The Slovenia Times

C-bank says Q3 growth expected, new drop projected for last quarter


Ljubljana - The central bank commented on the noticeable increase in Slovenia's GDP in the third quarter on the quarterly basis by saying that the rebound was expectedly strong following the relaxation of coronavirus measures. It has meanwhile warned that a drop in economic growth is to be expected in the final part of the year.

As the Statistics Office reported on Monday a 12.4% quarterly increase in GDP in the third quarter, Banka Slovenije said that the "rebound in economic growth was expectedly strong following the relaxation of coronavirus measures and comparable to the eurozone."

The central bank noted that differences in recovery among industries were significant, but this was something characteristic of a majority of other eurozone members.

The conditions were favourable in construction, and the situation in manufacturing also improved as the conditions in supply chains normalised and foreign demand grew stronger.

On the other hand, the conditions remained the most difficult in the services sector, as it is linked to social contacts and international tourism, Banka Slovenije added.

The central bank said that while a majority of activities had recorded an improvement, the pace of recovery had already slowed down in the third quarter.

"Banka Slovenije expects that, as public life has again ground to a halt, a significant drop in activity will be recorded again in the last quarter of the year, but less pronounced than during the first wave of the epidemic."

Slovenia's economy is thus expected to shrink in the fourth quarter, although at a lesser rate than in the second quarter.

Banka Slovenije assessed that there is a high probability of a long-lasting crisis in the services sector.

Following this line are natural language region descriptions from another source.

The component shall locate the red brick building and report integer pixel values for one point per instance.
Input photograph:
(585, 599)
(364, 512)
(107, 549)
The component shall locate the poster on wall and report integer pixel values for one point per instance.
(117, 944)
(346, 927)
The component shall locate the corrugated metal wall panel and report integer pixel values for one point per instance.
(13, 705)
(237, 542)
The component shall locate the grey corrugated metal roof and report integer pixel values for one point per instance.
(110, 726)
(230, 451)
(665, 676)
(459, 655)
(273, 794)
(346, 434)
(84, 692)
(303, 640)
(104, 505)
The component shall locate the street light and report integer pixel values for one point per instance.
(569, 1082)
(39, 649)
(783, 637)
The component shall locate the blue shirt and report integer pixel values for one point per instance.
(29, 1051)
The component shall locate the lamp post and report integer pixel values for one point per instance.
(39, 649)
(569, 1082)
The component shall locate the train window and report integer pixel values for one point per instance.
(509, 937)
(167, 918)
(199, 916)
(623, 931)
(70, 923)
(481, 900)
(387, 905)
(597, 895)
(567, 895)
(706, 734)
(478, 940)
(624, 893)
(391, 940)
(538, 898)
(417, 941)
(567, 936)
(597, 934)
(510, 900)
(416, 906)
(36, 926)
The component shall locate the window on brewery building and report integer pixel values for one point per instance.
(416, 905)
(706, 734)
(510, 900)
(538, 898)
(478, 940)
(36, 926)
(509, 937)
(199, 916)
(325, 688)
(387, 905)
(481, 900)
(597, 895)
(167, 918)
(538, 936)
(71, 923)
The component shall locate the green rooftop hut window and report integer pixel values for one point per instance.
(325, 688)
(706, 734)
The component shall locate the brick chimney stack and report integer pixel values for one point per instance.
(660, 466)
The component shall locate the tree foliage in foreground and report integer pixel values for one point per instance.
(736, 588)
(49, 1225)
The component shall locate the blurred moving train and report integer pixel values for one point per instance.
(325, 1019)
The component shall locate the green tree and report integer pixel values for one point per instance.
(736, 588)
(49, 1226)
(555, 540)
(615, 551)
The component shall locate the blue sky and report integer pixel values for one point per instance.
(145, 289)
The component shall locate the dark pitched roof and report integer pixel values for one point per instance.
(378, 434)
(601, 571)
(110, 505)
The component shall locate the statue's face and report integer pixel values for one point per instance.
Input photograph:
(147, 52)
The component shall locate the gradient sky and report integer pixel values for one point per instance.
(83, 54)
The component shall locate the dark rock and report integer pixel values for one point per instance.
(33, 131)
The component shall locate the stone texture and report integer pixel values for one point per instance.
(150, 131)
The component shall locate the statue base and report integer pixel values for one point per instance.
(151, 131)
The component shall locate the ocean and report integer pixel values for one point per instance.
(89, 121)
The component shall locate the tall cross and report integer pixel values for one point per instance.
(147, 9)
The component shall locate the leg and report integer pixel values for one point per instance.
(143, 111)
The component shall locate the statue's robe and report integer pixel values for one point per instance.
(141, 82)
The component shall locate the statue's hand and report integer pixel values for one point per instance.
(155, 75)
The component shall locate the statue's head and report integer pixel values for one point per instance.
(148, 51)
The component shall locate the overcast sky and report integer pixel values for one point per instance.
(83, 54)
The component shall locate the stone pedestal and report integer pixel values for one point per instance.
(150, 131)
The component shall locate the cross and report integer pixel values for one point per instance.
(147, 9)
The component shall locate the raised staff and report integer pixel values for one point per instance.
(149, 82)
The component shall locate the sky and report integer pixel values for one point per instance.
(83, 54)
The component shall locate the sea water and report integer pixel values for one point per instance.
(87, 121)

It noted that this sector had accounted for around 22% of all jobs and 20% of added value before the crisis.

On the other hand, companies in manufacturing remained optimistic in November when assessing demand.

"This is connected with the maintenance of supply chains, better readiness to operate in the epidemic and stronger foreign demand compared to the first wave," the central bank concluded.

IMAD, the government's macroeconomic think tank, said the GDP in the third quarter had recovered more than expected, adding that the year-on-year drop had been mitigated by a fast recovery in exports, manufacturing and certain services.

But like the central bank, IMAD too expects a repeated drop in activity in the last quarter, with "consequences primarily focused on the services sector and less on activities connected with international trade."

It is indicated for the time that the drop in a majority of segments will be smaller than in the spring, as companies and consumers have adapted to the new reality."

An equal or even a larger drop than in the spring is meanwhile expected in the hospitality industry and entertainment, sport, recreation and personal services, said IMAD director Maja Bednaš.

She added that, as regards potential recovery in 2021, this was likely being moved up towards the second quarter. "Everything will depend on the epidemiological situation, introduction of vaccines and ... measures to mitigate the consequences."

The Economy Ministry said in its response that the economic activity was impacted by the epidemic and related restrictive measures, adding that it was making effort to secure liquidity and development funds for companies from EU instruments.

The goal is to encourage a new cycle of investments and digitalisation of the economy, as well as to stimulate domestic consumption and decentralise investment decisions also to underprivileged areas, the ministry added.

The Chamber of Commerce and Industry (GZS) is positively surprised by the GDP figures in the third quarter, with its chief economist Bojan Ivanc saying that the "fast and strong recovery of domestic demand was the key".

Like the central bank and IMAD, the GZS too expects a decline in activity in the fourth quarter of around 7.5% compared to the same period last year and keeps its forecast of a 6.5% drop in GDP for Slovenia in 2020.

"December is the key month for consumption, so the final GDP dynamic will very much depend on whether restrictive measures will be introduced or relaxed. Our baseline scenario envisages the extension of the current restrictions until the year's end," the GZS said in a release.